WildChoices aims to improve the state of the captive wildlife tourism industry in South Africa by assisting local and international tour operators, agents, and individual travellers to make informed choices about captive wildlife tourism facilities in South Africa.

Our work also helps to provide a potential road map to reform for and of the captive wildlife tourism industry.

(DECLARATION: WildChoices is an independent and private initiative, and holds no affiliation with or membership of SATSA.)

THE PROBLEM

65% of the 227 captive wildlife tourism facilities in South Africa, when assessed using the SATSA Captive Wildlife Attractions & Activities Guidelines and Decision Tool published in 2019, fall into Avoid (Unacceptable).

OUR AIM

Our aim is to improve the situation by encouraging tour operators, agents, and tourists to only support facilities in Support (Acceptable) and Support With Caution (Unclear), and to encourage facilities in Avoid (Unacceptable) to change their practices.

HOW IT WORKS

WildChoices identifies the captive wildlife facilities* that offer tourist attractions and activities, including interactions and volunteer programs, and assesses them by applying the publicly available SATSA Guidelines and Decision Tool to publicly available information about the facilities and their activities.

The Tool is in the form of a Decision Tree (see below) that guides the user through the rapid assessment of a facility against a series of qualifying and disqualifying criteria.

The assessment process results in one of three possible outcomes:

Support (Acceptable)Support With Caution (Unclear), or Avoid (Unacceptable).

N.B: See Page19 of the Guidelines for guidance on the interpretation of the three assessment outcome categories with specific attention to Support With Caution (Unclear).

We assess facilities prior to the experience, without visiting them, in line with the intended application of the Tool.

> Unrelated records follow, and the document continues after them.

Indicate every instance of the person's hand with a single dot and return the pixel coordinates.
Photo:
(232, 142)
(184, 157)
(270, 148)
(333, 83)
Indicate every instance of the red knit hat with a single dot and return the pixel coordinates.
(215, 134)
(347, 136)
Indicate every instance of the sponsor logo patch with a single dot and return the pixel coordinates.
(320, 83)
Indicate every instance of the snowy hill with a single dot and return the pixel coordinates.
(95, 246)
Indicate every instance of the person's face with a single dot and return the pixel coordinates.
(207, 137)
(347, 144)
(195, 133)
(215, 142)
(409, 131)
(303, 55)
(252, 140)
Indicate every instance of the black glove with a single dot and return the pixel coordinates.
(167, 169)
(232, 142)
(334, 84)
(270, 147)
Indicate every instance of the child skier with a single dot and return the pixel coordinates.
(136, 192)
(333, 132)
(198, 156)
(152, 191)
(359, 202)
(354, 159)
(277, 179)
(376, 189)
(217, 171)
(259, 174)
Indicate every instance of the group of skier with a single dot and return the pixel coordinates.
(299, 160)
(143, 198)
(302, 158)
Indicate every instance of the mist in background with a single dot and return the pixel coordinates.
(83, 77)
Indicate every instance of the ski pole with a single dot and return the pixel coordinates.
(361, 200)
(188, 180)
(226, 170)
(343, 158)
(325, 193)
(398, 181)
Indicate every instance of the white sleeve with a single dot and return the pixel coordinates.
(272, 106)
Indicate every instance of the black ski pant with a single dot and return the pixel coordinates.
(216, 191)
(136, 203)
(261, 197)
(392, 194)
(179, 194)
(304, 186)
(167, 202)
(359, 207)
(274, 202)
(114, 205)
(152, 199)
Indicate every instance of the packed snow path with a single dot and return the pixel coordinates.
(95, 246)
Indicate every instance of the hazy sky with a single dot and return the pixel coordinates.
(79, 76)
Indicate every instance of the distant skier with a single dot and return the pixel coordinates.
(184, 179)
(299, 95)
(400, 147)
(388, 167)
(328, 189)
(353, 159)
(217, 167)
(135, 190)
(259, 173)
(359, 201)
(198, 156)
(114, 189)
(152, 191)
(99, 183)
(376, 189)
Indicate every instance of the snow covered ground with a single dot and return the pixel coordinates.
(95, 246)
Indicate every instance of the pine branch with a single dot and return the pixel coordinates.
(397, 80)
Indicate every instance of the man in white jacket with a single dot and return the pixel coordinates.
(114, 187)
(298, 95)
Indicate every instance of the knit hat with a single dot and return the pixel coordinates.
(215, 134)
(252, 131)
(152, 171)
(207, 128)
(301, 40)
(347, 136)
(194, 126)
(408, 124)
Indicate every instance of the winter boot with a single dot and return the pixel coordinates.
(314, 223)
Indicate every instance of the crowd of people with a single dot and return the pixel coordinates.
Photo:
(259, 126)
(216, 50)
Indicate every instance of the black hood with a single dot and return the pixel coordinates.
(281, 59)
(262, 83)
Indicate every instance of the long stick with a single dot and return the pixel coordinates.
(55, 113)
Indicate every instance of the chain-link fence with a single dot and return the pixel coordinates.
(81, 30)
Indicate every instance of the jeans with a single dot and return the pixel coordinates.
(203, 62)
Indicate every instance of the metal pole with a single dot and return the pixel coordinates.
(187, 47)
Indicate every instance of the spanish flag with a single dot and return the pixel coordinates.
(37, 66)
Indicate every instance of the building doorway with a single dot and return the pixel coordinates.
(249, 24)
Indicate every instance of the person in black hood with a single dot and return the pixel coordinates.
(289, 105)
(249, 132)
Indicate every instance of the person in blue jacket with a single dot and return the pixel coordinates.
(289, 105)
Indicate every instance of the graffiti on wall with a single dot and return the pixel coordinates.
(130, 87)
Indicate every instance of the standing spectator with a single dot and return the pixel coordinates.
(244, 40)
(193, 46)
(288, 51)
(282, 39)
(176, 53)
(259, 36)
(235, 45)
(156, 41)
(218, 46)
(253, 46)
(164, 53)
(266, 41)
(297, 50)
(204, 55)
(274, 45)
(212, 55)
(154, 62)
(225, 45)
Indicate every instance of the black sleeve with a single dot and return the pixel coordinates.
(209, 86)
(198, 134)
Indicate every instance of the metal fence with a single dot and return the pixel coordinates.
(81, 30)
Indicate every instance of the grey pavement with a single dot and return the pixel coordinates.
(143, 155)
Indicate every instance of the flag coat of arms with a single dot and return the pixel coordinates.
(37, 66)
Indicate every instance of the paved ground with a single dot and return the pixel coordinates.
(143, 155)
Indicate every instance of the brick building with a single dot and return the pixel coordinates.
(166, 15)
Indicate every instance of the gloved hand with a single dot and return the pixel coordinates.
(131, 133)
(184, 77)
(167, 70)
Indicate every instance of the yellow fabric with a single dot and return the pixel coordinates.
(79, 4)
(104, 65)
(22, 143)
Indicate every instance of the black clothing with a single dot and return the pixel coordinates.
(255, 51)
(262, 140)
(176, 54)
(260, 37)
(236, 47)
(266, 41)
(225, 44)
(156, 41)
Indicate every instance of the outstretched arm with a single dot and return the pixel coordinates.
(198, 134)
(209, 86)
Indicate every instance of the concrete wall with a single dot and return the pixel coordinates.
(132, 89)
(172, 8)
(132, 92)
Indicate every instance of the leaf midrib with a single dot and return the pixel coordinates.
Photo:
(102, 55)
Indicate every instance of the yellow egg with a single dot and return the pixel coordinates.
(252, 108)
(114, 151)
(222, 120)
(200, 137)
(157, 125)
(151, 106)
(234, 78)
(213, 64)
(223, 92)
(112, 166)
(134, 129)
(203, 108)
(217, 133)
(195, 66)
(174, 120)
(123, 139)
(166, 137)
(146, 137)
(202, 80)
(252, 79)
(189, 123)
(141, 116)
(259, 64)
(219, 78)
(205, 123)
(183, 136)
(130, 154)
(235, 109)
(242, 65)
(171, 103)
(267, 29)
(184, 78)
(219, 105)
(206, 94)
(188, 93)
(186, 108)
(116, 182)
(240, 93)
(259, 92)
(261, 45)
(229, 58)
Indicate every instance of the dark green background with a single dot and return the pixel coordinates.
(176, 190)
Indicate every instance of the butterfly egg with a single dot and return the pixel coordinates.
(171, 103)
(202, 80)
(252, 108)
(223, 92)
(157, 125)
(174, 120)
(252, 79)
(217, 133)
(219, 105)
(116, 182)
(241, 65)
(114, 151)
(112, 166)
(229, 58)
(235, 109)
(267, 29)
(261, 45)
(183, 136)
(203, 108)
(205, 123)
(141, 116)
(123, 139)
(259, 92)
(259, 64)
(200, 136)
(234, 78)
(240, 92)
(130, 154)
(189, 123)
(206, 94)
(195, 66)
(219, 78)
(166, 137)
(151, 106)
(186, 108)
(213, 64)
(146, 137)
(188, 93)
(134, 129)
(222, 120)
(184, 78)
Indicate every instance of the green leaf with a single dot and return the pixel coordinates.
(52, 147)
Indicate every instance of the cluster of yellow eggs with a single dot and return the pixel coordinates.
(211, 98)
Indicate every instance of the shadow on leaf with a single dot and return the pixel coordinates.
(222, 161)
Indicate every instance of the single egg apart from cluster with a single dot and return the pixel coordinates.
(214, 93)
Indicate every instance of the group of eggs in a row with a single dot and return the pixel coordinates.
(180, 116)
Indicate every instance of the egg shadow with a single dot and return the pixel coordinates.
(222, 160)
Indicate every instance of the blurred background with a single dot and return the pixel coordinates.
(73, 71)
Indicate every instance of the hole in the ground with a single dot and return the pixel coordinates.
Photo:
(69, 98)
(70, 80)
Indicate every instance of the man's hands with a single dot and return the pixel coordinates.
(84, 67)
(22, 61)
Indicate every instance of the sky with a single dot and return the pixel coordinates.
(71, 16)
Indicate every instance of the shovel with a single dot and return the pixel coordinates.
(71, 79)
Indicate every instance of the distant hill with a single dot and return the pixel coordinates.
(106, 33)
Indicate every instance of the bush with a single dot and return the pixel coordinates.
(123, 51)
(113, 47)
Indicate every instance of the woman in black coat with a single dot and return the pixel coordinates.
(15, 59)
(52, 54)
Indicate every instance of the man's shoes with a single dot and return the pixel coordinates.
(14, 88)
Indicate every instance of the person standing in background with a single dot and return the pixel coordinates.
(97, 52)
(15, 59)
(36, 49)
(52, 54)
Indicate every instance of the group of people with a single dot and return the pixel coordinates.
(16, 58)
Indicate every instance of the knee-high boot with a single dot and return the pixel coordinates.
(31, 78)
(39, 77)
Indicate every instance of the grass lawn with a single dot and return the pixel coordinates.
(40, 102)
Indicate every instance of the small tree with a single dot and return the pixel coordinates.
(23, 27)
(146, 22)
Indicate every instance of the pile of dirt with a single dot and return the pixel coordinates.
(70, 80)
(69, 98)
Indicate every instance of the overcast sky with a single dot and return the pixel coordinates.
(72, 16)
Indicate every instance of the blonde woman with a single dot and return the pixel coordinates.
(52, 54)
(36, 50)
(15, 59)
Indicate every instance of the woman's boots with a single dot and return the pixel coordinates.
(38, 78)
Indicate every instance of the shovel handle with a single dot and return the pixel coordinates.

We are constantly engaging with facilities, operators, and visitors who approach us about any assessment outcomes, and where relevant new information becomes available, assessments are reviewed and updated if necessary.

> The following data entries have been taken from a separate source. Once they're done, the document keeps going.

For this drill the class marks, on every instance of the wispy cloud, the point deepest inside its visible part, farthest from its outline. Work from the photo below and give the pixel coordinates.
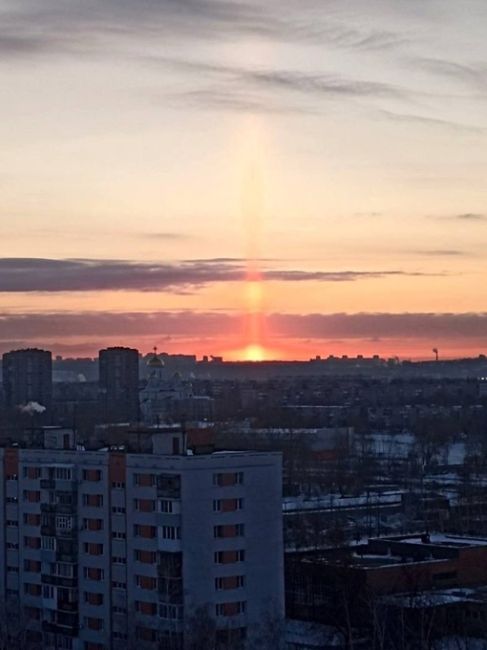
(472, 74)
(47, 275)
(441, 252)
(427, 121)
(186, 324)
(465, 217)
(40, 28)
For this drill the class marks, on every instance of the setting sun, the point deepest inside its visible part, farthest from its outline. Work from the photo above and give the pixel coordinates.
(254, 353)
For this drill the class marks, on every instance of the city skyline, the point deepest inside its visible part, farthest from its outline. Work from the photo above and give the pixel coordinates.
(284, 180)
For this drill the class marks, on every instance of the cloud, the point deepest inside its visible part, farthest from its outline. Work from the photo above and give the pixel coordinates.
(30, 27)
(434, 326)
(439, 252)
(424, 120)
(47, 275)
(474, 74)
(262, 89)
(471, 216)
(65, 327)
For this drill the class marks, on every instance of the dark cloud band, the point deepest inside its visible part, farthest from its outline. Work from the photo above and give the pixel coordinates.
(46, 275)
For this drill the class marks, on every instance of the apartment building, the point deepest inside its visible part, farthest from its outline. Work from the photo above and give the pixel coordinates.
(27, 377)
(112, 549)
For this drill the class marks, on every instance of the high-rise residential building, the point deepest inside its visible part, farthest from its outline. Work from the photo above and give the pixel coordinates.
(111, 549)
(27, 377)
(119, 384)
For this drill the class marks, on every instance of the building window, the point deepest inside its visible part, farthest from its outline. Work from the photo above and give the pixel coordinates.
(144, 505)
(144, 480)
(165, 506)
(32, 613)
(31, 519)
(142, 607)
(63, 569)
(146, 557)
(229, 582)
(224, 479)
(231, 609)
(227, 505)
(64, 522)
(93, 598)
(92, 475)
(63, 473)
(229, 557)
(170, 532)
(146, 582)
(145, 633)
(169, 485)
(229, 530)
(32, 472)
(118, 534)
(93, 573)
(34, 566)
(93, 500)
(32, 496)
(31, 589)
(48, 543)
(171, 612)
(32, 542)
(148, 532)
(93, 623)
(93, 549)
(93, 524)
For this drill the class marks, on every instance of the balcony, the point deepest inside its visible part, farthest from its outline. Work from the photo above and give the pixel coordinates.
(61, 628)
(67, 606)
(59, 581)
(48, 530)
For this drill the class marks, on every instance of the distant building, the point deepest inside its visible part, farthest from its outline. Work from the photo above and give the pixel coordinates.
(27, 378)
(167, 397)
(119, 384)
(110, 548)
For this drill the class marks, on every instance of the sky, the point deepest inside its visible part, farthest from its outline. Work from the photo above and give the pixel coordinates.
(273, 179)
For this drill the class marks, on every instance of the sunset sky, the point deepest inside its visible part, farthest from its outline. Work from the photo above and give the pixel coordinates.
(281, 178)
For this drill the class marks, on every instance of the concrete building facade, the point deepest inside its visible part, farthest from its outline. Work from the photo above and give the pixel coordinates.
(27, 377)
(109, 549)
(119, 384)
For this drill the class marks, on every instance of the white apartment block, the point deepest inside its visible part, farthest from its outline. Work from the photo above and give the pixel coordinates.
(111, 549)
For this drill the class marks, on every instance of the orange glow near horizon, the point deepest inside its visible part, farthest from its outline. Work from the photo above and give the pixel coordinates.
(252, 201)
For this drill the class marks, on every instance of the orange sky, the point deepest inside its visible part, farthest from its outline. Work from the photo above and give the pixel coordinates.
(237, 170)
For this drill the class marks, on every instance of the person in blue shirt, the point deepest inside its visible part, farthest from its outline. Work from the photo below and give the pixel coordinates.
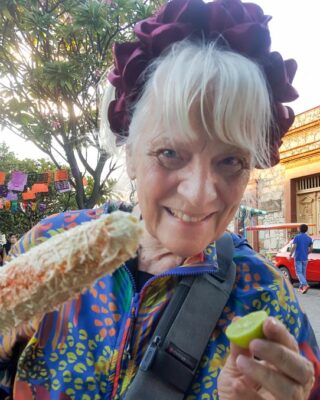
(301, 247)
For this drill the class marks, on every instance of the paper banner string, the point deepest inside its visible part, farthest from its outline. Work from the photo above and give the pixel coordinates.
(32, 178)
(62, 186)
(3, 191)
(40, 188)
(14, 206)
(43, 178)
(61, 175)
(11, 196)
(18, 181)
(28, 195)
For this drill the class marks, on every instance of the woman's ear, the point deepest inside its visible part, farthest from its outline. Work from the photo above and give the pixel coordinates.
(130, 162)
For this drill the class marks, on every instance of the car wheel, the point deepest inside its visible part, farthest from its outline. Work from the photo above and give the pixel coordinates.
(285, 272)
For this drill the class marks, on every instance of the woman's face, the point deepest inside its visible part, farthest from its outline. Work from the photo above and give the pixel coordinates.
(188, 191)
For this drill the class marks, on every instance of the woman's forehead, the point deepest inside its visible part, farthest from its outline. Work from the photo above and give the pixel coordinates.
(179, 140)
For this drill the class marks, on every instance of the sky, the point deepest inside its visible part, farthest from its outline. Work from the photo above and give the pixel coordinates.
(295, 33)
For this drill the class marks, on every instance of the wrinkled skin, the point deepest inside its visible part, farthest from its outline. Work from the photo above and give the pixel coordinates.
(277, 372)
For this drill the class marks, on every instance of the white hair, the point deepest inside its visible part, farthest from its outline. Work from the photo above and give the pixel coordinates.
(227, 91)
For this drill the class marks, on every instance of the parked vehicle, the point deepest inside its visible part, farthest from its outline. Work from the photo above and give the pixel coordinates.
(286, 266)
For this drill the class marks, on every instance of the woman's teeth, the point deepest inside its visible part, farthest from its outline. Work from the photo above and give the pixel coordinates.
(185, 217)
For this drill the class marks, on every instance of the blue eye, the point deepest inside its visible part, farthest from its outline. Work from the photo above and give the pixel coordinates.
(170, 159)
(169, 153)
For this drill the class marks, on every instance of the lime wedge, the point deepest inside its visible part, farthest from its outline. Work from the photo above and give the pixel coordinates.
(247, 328)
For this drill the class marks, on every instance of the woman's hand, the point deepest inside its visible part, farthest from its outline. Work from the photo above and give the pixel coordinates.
(272, 368)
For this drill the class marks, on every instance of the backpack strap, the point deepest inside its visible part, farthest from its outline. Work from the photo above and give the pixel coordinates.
(174, 354)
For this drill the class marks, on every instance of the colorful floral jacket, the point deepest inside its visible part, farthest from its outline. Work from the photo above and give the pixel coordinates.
(91, 347)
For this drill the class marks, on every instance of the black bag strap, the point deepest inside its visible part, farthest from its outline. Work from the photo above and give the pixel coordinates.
(173, 356)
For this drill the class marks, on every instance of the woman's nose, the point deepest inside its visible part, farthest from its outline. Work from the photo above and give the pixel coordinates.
(198, 187)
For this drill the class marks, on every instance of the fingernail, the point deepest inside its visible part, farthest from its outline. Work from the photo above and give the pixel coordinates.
(273, 324)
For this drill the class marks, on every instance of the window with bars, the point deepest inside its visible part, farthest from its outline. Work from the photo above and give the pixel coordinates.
(308, 182)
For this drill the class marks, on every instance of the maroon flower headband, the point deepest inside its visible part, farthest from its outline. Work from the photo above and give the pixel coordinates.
(242, 26)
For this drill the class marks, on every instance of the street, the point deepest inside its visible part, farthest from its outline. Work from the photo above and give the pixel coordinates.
(310, 302)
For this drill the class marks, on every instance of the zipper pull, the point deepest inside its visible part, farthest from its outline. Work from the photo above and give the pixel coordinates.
(150, 354)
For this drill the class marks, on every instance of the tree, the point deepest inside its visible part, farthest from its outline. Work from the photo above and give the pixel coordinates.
(52, 57)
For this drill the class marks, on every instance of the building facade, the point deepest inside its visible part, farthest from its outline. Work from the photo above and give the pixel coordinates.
(290, 191)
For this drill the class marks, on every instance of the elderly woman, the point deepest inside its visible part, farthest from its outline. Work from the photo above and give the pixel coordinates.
(198, 106)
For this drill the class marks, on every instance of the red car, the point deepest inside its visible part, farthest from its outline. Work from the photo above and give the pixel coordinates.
(286, 266)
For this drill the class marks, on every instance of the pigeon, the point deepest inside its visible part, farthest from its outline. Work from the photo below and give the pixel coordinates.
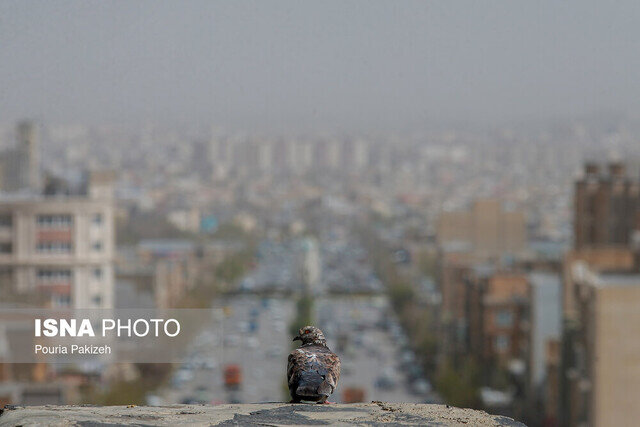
(313, 370)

Our assessment results contain the only comprehensive list of captive wildlife tourism facilities in South Africa and their assessment outcomes serve as our support recommendation. These results are continually updated with new information to keep the list current. No publicly available information prior to 2019 has been considered in the assessment process.

Our searchable, interactive map of South Africa shows the location of the captive wildlife tourism facilities on our assessment list, colour coded per their assessment outcome.

A SWISS CHEESE APPROACH

The captive wildlife tourism space in South Africa is a complex problem. It’s unlikely that a single intervention will solve the problem, and we should rather see the solution as a Swiss cheese approach: each layer has imperfections; multiple layers improve success.

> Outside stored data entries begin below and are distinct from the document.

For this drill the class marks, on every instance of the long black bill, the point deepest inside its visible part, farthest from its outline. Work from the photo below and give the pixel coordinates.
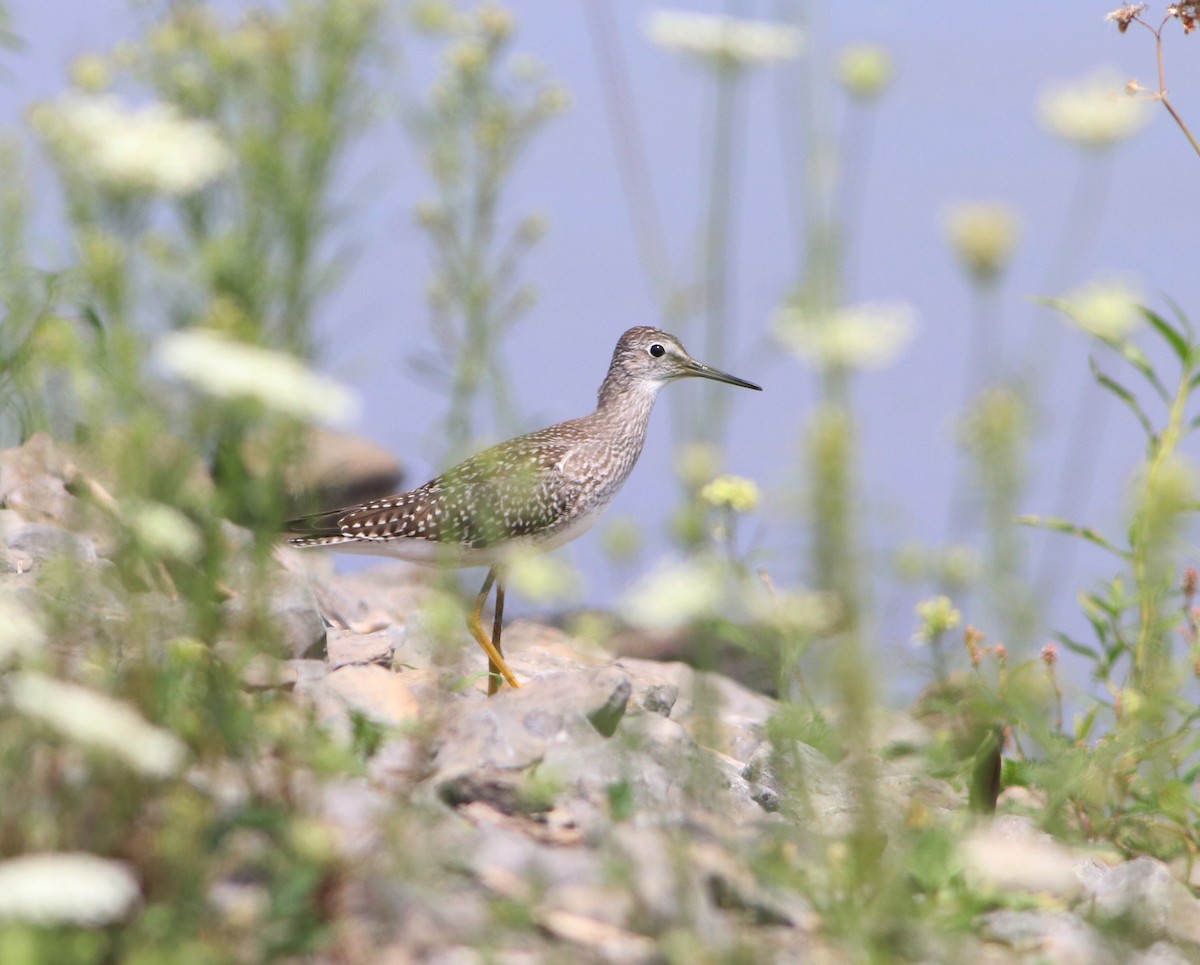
(705, 371)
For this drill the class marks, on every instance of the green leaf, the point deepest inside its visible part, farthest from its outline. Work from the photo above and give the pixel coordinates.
(1140, 361)
(1085, 726)
(1074, 646)
(1123, 394)
(1170, 335)
(1065, 526)
(1181, 316)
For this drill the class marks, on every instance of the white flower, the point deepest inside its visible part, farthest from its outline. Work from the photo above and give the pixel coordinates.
(19, 629)
(151, 149)
(71, 888)
(228, 369)
(165, 531)
(1109, 309)
(1093, 113)
(726, 41)
(541, 579)
(673, 594)
(1008, 858)
(861, 336)
(97, 720)
(983, 235)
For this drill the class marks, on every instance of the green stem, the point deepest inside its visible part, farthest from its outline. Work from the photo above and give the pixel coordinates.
(717, 247)
(1140, 538)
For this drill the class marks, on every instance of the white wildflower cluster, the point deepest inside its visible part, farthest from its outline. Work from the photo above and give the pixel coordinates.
(725, 41)
(66, 888)
(675, 594)
(1109, 309)
(99, 721)
(862, 336)
(543, 579)
(227, 369)
(1092, 113)
(165, 531)
(151, 149)
(983, 235)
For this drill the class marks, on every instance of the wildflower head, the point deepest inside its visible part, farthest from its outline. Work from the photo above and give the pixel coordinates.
(863, 336)
(732, 492)
(1187, 13)
(865, 71)
(1092, 113)
(972, 640)
(151, 149)
(228, 369)
(1109, 309)
(983, 235)
(97, 720)
(937, 615)
(1125, 15)
(724, 42)
(66, 888)
(675, 594)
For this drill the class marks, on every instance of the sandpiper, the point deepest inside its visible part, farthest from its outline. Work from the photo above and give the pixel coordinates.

The SATSA Guidelines and Decision Tool is just one layer, designed with adoption by the tourism industry in mind. It drew a line in the sand in 2019 which represents the balance between the level of intervention and the degree of adoption by the industry, based on the knowledge gained through country-wide stakeholder engagement sessions during the development of the Guidelines and Tool. The application of additional layers (think welfare, any trade in animals, which is not illegal but regulated, individual beliefs and morals, etc.) will systematically disqualify more facilities, unless they change.

HOW TO DO YOUR OWN ASSESSMENT

  1. Make sure that you work through the SATSA Captive Wildlife Attractions & Activities Guidelines.
  2. Apply the SATSA Captive Wildlife Attractions & Activities Decision Tool to a facility based on your own research about the facility.
  3. Either make your support decision based on the outcome of your assessment, or add additional assessment layers based on welfare concerns, or your own individual morals and judgements, etc. and then make your support decision.

OUR JOURNEY

* Captive wildlife facilities are defined as facilities that keep wild animals in a human-made enclosure that is of insufficient size for the management of self-sustaining populations of the species and designed to hold the animals in a manner that prevents them from escaping and facilitates intensive human intervention or manipulation in the provision of food and/or water, artificial housing and/or healthcare.

Note: Exotic (non-indigenous) animals are automatically deemed captive due to their permit restrictions.